The system doesn't reexecute each instruction one by one. Instead, it uses algebraic constraints over the committed polynomials to calculate correctness. If an attacker can send executable code that was never executed or is an invalid state transition, this would violate the property of
soundness. The verification flow is done as follows:
- Fix public statement data.
- Parse proof payload, such as commitments, reduction messages, and openings.
- Rebuild the Fiat-Shamir challenges from the transcript data.
- Check constraint equations and check PCS/opening consistency.
- Accept the state change if all checks are consistent.
The Fiat-Shamir transformation is required because blockchains can't have real-time communication. Instead of generating a random number via a challenge protocol, the verifier hashes the existing state. This creates a really important invariant: the hash must include everything that affects verification BEFORE the challenges derived from it are used. If a value affects the equation but isn't used in the hash, it's possible to control that value in the rest of the protocol. The term absorbed is used a lot; it's similar to a hash function.
The SumCheck protocol proves that a polynomial sums to a claimed value over a Boolean hypercube. By doing some clever math, it's possible to turn this from 2^n to a single evaluation for a global check called the claimed_sum. This value is provided and MUST be part of the committed value. This issue was found 6 times in various codebases.

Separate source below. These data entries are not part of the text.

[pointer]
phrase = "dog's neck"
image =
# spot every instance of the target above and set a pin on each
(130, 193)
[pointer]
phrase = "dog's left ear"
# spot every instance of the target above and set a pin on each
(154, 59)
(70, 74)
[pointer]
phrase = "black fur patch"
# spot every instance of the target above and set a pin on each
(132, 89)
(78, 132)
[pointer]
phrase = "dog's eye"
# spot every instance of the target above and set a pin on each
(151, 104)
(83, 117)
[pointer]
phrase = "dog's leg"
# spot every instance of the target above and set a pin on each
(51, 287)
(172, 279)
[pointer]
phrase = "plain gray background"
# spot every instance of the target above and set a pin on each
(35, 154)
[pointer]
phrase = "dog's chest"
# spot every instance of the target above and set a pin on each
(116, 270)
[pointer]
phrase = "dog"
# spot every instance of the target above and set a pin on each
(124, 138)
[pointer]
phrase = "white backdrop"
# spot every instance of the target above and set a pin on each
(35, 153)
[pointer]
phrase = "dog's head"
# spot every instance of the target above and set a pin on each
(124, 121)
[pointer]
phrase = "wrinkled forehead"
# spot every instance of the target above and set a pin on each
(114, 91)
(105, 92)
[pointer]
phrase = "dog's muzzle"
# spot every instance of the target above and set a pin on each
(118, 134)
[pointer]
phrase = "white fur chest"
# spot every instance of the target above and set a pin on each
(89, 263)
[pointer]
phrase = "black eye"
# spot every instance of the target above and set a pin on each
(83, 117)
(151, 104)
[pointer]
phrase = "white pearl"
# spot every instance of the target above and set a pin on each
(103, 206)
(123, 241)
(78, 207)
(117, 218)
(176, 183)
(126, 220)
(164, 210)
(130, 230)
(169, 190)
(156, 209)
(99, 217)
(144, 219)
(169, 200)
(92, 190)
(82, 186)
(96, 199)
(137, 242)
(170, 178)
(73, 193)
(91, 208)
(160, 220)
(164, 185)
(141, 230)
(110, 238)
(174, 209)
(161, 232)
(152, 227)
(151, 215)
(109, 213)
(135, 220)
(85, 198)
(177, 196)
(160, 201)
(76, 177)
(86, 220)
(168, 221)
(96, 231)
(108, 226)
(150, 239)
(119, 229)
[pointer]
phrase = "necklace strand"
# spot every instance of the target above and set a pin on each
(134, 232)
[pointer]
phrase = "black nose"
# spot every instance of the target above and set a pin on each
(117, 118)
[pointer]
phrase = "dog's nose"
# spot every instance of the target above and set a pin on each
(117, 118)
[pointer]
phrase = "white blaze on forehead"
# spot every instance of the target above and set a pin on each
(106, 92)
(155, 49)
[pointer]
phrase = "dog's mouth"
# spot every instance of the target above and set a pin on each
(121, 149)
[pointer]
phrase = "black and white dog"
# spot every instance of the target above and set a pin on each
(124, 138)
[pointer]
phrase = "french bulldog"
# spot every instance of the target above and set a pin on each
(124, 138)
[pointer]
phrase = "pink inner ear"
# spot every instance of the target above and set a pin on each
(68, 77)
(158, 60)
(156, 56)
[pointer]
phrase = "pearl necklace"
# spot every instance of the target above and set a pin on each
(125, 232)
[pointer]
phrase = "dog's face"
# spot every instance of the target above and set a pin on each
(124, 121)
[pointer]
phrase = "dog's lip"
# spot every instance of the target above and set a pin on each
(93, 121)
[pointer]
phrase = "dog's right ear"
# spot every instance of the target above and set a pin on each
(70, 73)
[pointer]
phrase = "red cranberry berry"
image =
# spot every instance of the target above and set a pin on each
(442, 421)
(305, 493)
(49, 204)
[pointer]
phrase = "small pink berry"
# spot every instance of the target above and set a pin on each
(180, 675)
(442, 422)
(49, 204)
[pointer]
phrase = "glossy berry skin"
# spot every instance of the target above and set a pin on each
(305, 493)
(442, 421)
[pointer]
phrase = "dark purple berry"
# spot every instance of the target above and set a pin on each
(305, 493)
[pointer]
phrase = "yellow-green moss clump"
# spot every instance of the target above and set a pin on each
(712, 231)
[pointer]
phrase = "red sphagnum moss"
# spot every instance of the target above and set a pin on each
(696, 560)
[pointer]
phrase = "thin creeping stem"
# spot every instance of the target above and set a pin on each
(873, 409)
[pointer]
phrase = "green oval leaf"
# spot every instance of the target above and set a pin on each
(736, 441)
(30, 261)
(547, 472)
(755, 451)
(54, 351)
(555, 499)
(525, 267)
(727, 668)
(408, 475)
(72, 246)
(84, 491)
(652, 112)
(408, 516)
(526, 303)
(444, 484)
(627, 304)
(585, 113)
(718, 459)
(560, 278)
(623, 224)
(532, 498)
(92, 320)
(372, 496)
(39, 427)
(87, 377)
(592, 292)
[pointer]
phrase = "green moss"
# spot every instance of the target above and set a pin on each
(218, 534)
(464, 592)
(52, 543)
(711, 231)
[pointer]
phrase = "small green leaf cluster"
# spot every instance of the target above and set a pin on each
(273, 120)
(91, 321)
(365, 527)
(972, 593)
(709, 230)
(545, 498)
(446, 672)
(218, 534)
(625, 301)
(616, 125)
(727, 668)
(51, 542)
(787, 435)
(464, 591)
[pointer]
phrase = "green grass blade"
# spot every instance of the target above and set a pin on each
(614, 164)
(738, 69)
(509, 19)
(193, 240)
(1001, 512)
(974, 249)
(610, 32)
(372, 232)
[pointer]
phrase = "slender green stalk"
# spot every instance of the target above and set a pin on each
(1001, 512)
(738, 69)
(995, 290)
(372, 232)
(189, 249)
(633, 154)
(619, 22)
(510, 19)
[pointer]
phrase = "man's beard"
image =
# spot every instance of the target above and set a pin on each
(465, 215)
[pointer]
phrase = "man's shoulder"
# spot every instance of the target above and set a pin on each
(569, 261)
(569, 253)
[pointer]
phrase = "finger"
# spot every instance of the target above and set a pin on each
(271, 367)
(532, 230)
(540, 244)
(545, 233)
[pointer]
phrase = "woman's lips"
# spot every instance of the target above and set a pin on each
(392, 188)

Finding values that meet the attack's needs requires advanced math that is either trivial to solve or requires some brute-forcing. Regardless, this missing binding happened in six separate implementations and was catastrophic.
So, why did this happen so many times? They give a few reasons in the post. First, academic papers usually describe interactive protocols rather than the Fiat-Shamir portion, making it ambiguous how to do it correctly. Second, zkVMs are very modular in structure. So, each layer assumes that the other performs transcript binding of a value. There is also heavy pressure for performance in the prover that makes checks nice to remove.
The fix is simple for each implementation: just bind the value to the challenge. At a higher-level it's important to make these less error-prone. One idea is to make the proof and the transcript (previous state) equal, so the values are automatically absorbed. A very similar bug can also be found
here. Even though I'm not a cryptography person, I still learned a lot from this post and really enjoyed it!